Después de
cuarenta y seis años de vida sacerdotal en Puerto Rico vino, a sus setenta y
cuatro años, a pasar el resto de su vida entre nosotros. Pero no aguantó el
envite, nos cuenta en su carta, de los rigores del invierno, con su secuela de
rinitis, artritis y tortícolis, las largas tardes de soledad y aburrimiento en
su piso, las escaleras que, para acceder a él, un 2º sin ascensor, lo mataban, y
otros motivos.
Marchó diciendo
que volvería después de una estancia cuya duración no precisó. A mi tío Darío
le extrañó que llevara una maleta tan cargada de cosas. Su carta al fin reveló
que se quedaba en Puerto Rico. No se había despedido para evitar el alto coste
emocional que ello le hubiese supuesto y todas las explicaciones que habría tenido que dar.

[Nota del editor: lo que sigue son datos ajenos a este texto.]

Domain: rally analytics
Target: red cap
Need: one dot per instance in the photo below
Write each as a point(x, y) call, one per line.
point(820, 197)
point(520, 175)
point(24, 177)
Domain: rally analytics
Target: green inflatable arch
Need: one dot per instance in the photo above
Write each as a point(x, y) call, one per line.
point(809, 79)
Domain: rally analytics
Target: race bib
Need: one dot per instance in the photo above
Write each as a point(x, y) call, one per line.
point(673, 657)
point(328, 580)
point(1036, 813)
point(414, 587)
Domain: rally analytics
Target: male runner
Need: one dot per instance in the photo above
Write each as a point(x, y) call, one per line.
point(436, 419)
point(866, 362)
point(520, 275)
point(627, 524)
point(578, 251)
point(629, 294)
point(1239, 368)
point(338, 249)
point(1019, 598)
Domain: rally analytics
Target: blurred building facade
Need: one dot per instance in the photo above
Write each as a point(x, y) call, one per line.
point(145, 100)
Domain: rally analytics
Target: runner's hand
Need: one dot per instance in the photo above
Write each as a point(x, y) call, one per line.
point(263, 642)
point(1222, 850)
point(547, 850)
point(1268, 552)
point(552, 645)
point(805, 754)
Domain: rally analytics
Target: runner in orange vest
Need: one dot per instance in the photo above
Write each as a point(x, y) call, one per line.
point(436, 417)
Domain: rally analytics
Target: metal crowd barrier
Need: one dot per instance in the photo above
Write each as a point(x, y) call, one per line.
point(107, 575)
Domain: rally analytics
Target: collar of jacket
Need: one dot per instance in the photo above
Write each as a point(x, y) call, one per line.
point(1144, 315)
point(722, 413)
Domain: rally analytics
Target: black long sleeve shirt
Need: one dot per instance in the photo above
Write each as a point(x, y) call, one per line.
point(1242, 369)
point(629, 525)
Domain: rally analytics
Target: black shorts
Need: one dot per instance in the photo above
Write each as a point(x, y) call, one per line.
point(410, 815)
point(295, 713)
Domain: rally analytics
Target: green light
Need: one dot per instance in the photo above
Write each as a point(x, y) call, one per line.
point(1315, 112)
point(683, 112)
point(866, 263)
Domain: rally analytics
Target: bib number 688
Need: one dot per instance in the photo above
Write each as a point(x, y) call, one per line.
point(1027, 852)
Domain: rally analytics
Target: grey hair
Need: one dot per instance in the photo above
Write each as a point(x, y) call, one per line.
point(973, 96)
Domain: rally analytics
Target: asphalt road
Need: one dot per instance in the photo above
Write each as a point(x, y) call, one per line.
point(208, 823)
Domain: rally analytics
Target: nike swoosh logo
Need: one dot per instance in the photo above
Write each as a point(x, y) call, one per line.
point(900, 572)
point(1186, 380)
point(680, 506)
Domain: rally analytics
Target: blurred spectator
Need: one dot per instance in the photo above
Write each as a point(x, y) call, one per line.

Ahora entiendo su insistencia en que no saliera del grupo familiar la noticia
de su ida, que nosotros creímos que tendría vuelta. Frente a unos posibles
comentarios que lo tildasen de débil y voluble, arguyó su derecho, desde la
pausa de la reflexión y después de un año de vida aquí, a seguir su rumbo.
Nunca
percibimos su desánimo. Anunciaba su llegada a casa, como siempre, con su
típico silbido, y en la mesa nunca dejó de mostrarse contento, ocurrente y
pródigo en chistes.
A mi madre, la noticia de que no regresaría a España la
disgustó profundamente. “Mamá, ¿no crees que el montón de amigos y fieles que
tiene en Puerto Rico son, en cierto modo y después de más de cuarenta años de
vida allí, su verdadera familia?” “Sí, los hermanos, hermanas, madres, hijos
que, como dice el evangelio, serán la recompensa de los que dejan todo para seguir
a Jesús”.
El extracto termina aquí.